The Caribbean faces a fatal fate

The Caribbean faces a fatal fate

By Sir Ronald Sanders 

High-tide flooding is set to become an every-other-day affair in coastal areas along the Gulf of Mexico and the east coast of the US by the year 2100. It will also fatally harm the countries of the Caribbean. As the level of the sea continues to rise, conditions will be calamitous long before that 82-year period is reached. The resulting flooding will not be storm-related, it will occur simply because the level of the sea has risen above the level of land. When storms also strike, conditions will be even worse. 

This 82-year projection is based on the assumption that greenhouse gas emissions, which cause global warming and sea level rise, will be curbed. But there is no evidence of that happening. Indeed, even in the much-vaunted Paris and Bonn accords on climate change, there is no legally binding agreement on nations to cut back their emissions. In the case of the US, the present Administration has back-pedalled on commitments made by the previous government and it may yet withdraw the US entirely from the understandings reached so far. 

The problems caused by high-tide flooding will adversely impact the states on the east coast of the US, ranging from New York through Florida and across to Texas. But the islands of the Caribbean and mainland countries with already low-lying coasts, such as Guyana and Belize, will be affected first. 

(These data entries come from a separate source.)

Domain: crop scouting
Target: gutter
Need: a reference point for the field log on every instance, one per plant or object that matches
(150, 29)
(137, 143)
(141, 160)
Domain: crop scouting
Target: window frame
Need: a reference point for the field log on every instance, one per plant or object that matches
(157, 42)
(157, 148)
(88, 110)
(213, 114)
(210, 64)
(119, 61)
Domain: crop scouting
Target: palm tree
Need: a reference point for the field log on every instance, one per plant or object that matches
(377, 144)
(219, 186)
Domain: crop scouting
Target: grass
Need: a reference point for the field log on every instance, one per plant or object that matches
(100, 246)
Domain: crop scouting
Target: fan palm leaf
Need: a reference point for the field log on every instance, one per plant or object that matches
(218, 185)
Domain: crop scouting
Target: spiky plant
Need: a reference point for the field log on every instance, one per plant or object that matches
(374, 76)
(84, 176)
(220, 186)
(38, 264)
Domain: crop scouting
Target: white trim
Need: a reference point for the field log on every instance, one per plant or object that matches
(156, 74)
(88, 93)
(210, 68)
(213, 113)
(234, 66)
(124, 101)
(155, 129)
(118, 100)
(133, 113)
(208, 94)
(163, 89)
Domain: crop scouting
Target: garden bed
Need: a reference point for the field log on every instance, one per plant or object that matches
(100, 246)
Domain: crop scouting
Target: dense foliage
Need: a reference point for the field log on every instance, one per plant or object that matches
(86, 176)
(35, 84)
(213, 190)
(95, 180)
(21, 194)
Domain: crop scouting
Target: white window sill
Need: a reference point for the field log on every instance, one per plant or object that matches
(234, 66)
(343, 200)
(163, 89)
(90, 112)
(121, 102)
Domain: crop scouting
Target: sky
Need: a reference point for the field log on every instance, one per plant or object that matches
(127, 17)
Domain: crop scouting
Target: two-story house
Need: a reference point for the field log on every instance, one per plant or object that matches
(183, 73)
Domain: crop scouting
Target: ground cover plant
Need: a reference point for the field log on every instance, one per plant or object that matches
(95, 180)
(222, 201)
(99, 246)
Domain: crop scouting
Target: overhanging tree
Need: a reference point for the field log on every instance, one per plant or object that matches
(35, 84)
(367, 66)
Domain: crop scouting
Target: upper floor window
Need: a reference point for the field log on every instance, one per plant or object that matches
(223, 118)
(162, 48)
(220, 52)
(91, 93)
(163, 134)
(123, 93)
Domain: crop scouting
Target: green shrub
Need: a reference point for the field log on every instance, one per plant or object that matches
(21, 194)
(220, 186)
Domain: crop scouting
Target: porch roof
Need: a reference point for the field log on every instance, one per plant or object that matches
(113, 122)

This latest cause for alarm, concerning high-tide flooding, is identified in a new report from the US National Oceanic and Atmosphere Administration (NOAA). According to the report, high-tide flooding in the mid-Atlantic doubled from an average of three days a year in 2000 to six in 2015. 

The report points out that high-tide flooding, which is today an occasional event, will occur every other day by 2100, inundating homes and businesses, including hotels. That is 182 days a year. 

Of course, if there is no curbing of greenhouse gas emissions, high-tide flooding will become a happening every day, forcing businesses, homes and agricultural activity further inland. The migration of such activities away from the coast will be possible in mainland countries at great expense, disruption, loss of property, and the creation of refugees, but such inland migration will hardly be possible for the islands of the Caribbean, particularly the small ones.